Na saúde, a prefeitura tem recorrido a ONGs e associações de
moradores para implantar, em
comunidades pobres, os programas de saúde da família e agentes
comunitários, que atendem hoje
400 mil pessoas em favelas. A folha de pagamento mensal dos
dois programas vale R$ 2 milhões.
No complexo de favelas da Maré (zona norte), as associações
chegam a gerenciar oito postos.
Recebem dinheiro da prefeitura
para contratar médicos, enfermeiros, dentistas. A prefeitura
fornece os medicamentos.
As creches também são um
exemplo de área em que o poder
público não dá conta da demanda. A rede conveniada (creches
criadas pela sociedade civil, às
quais a prefeitura repassa gêneros
alimentícios para a merenda e/ou
funcionários) é maior que a rede
de creches municipais.
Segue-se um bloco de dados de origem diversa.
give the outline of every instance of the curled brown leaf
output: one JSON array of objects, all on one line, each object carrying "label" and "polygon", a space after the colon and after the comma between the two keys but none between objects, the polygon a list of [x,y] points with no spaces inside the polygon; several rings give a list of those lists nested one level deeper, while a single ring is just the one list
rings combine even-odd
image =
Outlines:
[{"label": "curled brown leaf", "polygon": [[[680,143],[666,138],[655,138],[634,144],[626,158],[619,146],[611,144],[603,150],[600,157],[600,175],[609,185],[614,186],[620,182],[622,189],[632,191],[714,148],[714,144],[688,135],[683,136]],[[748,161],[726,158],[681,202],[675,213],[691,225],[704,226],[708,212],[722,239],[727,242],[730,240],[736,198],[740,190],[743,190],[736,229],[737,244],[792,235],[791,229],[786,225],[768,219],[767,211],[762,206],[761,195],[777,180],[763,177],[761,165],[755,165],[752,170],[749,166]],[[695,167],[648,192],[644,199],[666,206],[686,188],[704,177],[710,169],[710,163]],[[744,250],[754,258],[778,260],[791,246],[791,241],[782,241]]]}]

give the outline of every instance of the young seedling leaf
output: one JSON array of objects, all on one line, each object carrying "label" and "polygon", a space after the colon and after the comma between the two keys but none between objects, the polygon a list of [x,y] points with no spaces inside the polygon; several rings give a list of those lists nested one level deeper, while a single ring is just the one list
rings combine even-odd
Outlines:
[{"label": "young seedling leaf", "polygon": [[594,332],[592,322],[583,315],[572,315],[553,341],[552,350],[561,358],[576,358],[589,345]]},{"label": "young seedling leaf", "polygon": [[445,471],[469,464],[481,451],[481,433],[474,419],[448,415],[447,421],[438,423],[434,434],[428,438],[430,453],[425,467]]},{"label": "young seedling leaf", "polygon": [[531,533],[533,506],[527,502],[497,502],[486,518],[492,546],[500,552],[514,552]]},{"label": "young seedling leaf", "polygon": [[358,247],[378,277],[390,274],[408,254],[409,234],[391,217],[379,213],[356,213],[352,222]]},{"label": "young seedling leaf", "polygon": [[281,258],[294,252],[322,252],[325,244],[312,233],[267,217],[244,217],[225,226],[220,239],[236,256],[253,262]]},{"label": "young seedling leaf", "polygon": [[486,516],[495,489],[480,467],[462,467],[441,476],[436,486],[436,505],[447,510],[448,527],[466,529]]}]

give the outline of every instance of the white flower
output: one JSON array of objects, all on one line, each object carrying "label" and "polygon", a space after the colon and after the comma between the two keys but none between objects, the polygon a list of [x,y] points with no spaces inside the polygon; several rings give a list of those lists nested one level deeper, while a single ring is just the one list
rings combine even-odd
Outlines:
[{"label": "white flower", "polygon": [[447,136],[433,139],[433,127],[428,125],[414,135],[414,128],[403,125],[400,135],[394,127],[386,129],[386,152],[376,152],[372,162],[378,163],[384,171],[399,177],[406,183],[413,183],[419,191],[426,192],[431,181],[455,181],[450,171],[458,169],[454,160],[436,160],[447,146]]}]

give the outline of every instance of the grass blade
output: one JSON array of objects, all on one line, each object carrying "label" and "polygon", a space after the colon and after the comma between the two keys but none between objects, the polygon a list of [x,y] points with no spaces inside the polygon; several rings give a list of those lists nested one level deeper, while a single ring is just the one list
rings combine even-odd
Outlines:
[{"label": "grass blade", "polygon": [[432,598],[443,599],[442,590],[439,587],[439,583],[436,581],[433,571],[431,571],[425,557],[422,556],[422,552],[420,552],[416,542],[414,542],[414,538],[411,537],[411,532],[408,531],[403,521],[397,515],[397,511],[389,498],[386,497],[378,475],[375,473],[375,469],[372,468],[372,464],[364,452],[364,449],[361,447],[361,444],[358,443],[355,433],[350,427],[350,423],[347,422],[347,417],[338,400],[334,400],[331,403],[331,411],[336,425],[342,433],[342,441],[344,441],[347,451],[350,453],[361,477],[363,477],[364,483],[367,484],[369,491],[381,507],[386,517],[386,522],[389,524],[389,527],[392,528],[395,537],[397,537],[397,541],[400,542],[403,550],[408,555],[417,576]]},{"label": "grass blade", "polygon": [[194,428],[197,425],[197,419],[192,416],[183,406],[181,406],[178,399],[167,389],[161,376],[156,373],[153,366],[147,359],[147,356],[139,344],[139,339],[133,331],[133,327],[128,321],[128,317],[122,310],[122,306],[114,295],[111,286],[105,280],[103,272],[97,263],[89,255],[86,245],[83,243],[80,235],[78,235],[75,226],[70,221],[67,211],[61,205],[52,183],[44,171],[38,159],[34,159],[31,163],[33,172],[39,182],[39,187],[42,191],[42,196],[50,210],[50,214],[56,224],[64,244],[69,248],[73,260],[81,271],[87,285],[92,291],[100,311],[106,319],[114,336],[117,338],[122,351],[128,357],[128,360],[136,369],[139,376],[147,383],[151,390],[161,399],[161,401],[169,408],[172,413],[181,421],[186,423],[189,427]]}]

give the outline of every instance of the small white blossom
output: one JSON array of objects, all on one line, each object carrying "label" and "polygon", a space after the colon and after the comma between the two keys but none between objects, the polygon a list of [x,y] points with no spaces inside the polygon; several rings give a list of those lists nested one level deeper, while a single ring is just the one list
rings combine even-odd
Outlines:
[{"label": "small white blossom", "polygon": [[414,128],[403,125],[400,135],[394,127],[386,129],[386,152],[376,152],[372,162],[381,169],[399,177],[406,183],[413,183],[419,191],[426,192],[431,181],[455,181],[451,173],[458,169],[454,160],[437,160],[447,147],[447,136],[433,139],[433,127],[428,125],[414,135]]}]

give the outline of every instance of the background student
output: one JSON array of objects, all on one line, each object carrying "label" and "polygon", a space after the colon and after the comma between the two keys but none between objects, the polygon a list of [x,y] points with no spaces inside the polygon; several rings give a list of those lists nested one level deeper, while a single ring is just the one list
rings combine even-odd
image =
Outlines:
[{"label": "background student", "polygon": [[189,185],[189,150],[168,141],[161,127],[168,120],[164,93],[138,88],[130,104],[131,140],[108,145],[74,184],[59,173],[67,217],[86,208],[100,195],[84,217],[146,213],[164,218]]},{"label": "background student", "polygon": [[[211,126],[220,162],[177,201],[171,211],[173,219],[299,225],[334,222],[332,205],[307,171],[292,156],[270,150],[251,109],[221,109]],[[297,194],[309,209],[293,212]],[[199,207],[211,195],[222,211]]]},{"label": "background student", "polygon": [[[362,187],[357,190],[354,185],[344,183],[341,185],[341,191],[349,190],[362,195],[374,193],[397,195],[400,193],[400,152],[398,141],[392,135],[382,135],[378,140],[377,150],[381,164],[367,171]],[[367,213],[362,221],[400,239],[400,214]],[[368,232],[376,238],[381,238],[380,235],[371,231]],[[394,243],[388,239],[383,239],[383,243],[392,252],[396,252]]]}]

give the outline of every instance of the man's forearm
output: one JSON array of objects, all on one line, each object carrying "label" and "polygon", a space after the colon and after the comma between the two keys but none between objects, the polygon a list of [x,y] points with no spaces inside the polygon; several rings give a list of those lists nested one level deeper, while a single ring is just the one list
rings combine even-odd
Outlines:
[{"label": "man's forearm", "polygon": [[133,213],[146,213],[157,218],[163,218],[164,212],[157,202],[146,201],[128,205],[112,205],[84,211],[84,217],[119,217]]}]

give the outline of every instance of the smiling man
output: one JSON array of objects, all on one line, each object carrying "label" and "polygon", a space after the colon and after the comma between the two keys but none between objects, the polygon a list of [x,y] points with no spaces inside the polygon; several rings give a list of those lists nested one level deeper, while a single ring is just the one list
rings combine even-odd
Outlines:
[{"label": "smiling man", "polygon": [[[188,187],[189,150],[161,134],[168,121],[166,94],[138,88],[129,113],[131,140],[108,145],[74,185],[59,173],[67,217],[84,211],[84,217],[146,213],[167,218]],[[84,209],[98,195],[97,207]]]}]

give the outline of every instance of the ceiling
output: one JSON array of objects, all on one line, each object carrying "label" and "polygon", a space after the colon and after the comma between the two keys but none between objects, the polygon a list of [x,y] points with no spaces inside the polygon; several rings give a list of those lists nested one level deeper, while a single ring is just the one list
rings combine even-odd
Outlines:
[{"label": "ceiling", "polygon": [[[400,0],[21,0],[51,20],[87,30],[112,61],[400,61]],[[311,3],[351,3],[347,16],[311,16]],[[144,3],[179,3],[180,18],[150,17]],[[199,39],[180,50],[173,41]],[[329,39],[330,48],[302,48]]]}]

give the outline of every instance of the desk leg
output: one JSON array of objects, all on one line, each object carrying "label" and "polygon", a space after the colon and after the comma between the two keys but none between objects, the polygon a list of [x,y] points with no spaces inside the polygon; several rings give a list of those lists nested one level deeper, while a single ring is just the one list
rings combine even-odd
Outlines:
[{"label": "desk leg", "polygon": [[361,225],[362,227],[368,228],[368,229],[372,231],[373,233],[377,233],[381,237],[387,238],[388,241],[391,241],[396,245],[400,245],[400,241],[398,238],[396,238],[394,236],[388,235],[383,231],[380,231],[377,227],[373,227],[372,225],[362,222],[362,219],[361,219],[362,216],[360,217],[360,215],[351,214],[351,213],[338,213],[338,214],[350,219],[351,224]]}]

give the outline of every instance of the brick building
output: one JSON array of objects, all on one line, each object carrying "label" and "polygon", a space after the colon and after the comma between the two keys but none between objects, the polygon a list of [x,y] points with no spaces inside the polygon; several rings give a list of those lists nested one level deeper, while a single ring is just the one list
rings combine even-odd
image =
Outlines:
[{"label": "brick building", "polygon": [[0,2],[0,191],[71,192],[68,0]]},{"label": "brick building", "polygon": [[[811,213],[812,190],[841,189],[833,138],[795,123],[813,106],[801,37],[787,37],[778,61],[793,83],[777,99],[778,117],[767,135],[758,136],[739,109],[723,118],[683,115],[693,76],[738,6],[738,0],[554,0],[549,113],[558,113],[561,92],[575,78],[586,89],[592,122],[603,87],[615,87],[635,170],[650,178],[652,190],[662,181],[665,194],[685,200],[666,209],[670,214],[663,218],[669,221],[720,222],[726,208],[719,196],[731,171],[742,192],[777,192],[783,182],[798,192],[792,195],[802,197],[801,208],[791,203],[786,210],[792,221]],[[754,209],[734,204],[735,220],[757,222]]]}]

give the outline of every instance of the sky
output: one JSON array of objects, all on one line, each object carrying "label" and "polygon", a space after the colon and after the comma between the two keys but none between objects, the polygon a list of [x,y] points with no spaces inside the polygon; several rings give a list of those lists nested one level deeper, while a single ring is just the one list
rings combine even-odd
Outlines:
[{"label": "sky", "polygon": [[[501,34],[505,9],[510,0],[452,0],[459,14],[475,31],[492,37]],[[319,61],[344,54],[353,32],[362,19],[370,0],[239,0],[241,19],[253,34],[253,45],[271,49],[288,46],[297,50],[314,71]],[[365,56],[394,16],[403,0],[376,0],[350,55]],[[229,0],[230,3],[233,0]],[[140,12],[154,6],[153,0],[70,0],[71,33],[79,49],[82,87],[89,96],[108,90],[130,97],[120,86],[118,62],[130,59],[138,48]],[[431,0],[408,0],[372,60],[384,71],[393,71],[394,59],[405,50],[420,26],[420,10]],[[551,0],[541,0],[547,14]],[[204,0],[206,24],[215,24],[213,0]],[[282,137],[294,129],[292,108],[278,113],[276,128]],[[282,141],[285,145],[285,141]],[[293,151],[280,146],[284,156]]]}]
Enquanto
a conveniada atende 25 mil crianças, a rede própria atende 19.193
crianças de zero a três anos.
Vantagens e riscos
Especialistas, políticos e gestores apontam vantagens e riscos
desse tipo de política. Entre as
vantagens, a agilidade do processo de contratação, a geração de
emprego local e a facilidade de
acesso a locais perigosos, já que a
mão-de-obra, recrutada na comunidade, tem trânsito livre.
Os riscos são a transferência de
responsabilidades do poder público para a sociedade civil, o
clientelismo político e, no caso do
Rio, a apropriação das entidades
por grupos criminosos, como os
traficantes de drogas.
Em duas áreas da cidade onde
foi implementado o projeto Mel
(da Fundação Rio Esportes), a Penha (zona norte) e a Rocinha (zona sul), a Folha viu faixas do projeto com nomes de duas vereadoras da base política de Maia, Rosa
Fernandes (PFL) e Patrícia Amorim (PFL), hoje secretária municipal de Assuntos Estratégicos.
Uma pesquisa da Assembléia
Legislativa revelou que, de uma
amostragem de mil líderes comunitários, cerca de 400 foram cooptados pelo tráfico em dez anos.
Licitação
Na maior parte dos casos, os
convênios são feitos sem licitação.
A Prefeitura do Rio afirma que
não há ilegalidade, por entender
que a licitação é considerada dispensável ou inexigível, de acordo
com a lei 8.666: contratos de pequeno valor, notória especialização ou impossibilidade de competição (por exemplo, na contratação de associação de moradores
para atuar em uma favela).
Para regulamentar esse tipo de
convênio, o decreto municipal
19.752, assinado por Maia, fixa
um processo de seleção para casos em que, pela lei federal, a licitação seria dispensável ou inexigível. O decreto exige que a entidade tenha reputação comprovada.